Portent’s Lurie agrees, but with one exception: the “phablet.” “That’s what my 12-year-old son calls the new generation smartphones with the huge screens—a combination of ‘phone’ and ‘tablet.’ The tablets are the devices that are really generating sales, so we’re going to have to take a closer look at optimization for these hybrids,” Lurie says.

Caldwell further advises brands not to move into responsive design unless it’s absolutely necessary. He cites scalable design as an alternate option. “Go to a single column in your emails and pump up the junk—bigger words, bigger buttons,” he says. “Take your standard email layout down to half of its size. Can you still read it without interaction? If yes, then you’re scalable and that will work for you.”

And even if marketers need to use responsive design, it doesn’t have to be prohibitively expensive. Responsive design can be a one-time cost for companies that can live with one template for all their emails.

Ultimately, this technique can be instrumental in generating results from mobile emails that more than justify its cost. Trilogy Interactive Senior Strategist Brian Sisolak used a single template for the thousands of emails he sent out on behalf of several candidates in last November’s elections, among them the successful senatorial campaigns of New York’s Kirsten Gillibrand and Massachusetts’s Elizabeth Warren. “This is a world of long-form emails and it’s hard to change clients’ minds about email content,” Sisolak says.

What Sisolak did to convince the candidates to do was to take a six paragraph email and, through responsive design coding, “hide” three paragraphs when it was opened on a mobile device. The average mobile open rate for the campaigns was 40%. Although the mobile conversion rate was lower than desktop conversions, total cash donations were higher.

“Every six months or so you see a story about how email is dead,” Sisolak says. “Certainly in our field, email is alive and well, but maybe different than in the past. Not as many people are sitting at their desks going through their inboxes,” he adds.

Mobile email’s influence in a multichannel world

While there’s no question that marketers have to first find a way to meld the fastest-growing consumer channel with their biggest-booking moneymaker, another view is emerging that says a brave new marketing world is around the bend.
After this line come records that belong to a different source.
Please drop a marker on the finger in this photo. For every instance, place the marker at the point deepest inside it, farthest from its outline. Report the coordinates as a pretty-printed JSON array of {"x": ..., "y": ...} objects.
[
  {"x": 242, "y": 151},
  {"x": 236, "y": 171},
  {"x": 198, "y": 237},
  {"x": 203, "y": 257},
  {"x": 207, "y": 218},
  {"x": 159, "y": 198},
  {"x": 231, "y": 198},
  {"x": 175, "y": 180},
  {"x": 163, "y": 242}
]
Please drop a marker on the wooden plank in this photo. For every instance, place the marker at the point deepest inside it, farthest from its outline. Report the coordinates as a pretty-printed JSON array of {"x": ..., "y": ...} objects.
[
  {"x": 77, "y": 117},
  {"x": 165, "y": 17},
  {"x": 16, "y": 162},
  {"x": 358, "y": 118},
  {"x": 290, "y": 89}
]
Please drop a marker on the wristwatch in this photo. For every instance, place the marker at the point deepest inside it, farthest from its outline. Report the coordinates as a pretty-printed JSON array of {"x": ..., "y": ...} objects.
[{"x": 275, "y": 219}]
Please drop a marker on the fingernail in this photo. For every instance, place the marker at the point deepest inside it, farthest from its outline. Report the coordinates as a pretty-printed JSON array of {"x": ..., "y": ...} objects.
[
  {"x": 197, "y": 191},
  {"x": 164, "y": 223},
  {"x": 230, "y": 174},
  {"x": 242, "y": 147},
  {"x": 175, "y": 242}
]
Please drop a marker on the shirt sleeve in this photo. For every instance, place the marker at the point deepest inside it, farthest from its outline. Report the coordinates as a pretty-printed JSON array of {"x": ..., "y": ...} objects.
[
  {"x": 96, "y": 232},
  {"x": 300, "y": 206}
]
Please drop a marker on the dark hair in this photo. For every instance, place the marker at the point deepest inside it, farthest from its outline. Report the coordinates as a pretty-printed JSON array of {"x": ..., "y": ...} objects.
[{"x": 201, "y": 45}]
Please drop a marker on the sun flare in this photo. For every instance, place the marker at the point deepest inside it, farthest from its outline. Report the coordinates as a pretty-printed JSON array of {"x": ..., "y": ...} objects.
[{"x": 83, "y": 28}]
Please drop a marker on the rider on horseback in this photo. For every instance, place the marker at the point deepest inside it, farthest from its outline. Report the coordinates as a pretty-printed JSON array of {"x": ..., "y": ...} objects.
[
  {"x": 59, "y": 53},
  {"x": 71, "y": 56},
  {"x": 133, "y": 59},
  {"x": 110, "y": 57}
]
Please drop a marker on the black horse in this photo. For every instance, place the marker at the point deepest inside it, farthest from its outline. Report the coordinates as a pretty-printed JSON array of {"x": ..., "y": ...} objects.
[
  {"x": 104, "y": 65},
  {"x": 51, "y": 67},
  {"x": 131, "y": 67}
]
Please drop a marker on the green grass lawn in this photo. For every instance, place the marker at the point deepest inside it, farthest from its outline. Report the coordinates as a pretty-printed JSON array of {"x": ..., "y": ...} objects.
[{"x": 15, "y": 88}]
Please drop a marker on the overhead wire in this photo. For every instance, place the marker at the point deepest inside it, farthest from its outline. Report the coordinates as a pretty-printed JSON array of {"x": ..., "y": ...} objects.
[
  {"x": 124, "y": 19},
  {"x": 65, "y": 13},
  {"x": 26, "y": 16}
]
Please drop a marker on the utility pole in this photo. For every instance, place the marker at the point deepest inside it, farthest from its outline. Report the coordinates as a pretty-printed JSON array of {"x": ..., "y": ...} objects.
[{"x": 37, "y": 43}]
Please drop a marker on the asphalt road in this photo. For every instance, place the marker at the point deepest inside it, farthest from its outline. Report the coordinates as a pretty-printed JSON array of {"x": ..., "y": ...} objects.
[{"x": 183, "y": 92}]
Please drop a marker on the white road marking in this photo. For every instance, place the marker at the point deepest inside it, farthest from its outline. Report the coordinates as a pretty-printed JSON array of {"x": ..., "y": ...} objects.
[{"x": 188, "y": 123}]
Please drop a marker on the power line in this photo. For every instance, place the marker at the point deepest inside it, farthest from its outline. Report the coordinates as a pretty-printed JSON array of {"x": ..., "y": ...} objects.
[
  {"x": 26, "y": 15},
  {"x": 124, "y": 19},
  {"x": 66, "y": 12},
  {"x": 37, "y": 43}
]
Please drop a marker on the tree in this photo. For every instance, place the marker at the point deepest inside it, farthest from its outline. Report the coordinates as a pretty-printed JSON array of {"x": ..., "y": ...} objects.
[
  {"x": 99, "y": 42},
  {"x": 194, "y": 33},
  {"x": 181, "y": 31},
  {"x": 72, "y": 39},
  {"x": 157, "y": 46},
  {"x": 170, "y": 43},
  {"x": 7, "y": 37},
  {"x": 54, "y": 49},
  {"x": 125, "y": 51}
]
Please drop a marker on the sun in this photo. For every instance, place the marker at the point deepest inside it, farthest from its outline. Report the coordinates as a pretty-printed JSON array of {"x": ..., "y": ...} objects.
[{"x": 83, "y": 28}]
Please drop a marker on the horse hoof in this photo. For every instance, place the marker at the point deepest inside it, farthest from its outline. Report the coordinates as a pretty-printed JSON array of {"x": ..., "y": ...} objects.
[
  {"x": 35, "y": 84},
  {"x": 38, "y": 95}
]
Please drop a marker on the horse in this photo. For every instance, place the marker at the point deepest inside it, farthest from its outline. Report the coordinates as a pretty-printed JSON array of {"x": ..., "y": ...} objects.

“Email is a 20-year-old channel. Marketers have been collecting lists for 15 years or more. They’re very comfortable with it,” says Brent Hieggelke, CEO of Urban Airship, an agency that creates push marketing programs for the mobile channel. “But now they’re staring at mobile, and it’s a watershed moment. It’s the channel that will usurp other channels, but also support them. The way marketers need to look at it is, ‘How can I build an integrated channel strategy that lets people buy the way they want?’”

Hieggelke is one who believes that the real battle for marketers in the mobile space is establishing their brands with apps on millions of smartphones. “Push marketing,” he says, “is the voice of your app. It’s permission-based and allows the brand to send willing consumers messages at any time, like Walgreen’s telling you your prescription is ready.”

Although push marketing through mobile apps may be effective, like mobile email it’s simply one more tool in an entire marketing arsenal. For example, as successful as mobile email is for IHG, the hotelier uses other channels to promote its various mobile and digital assets. “We find the most relevant place to promote our mobile [presence] is on the website and in online display ads,” Hickey says. “All of our hotels should have QR codes displayed for downloading [our] app, and our SMS program offers up a dedicated keyword that a customer can text to make the download.”

In fact, IHG’s mobile email, its app, and its mobile site are touchpoints designed to be used in conjunction with other touchpoints. “You have to use messaging that resonates across multiple channels, Hickey says, adding that because IHG takes that approach, “we’re not surprised about the high rate of engagement.”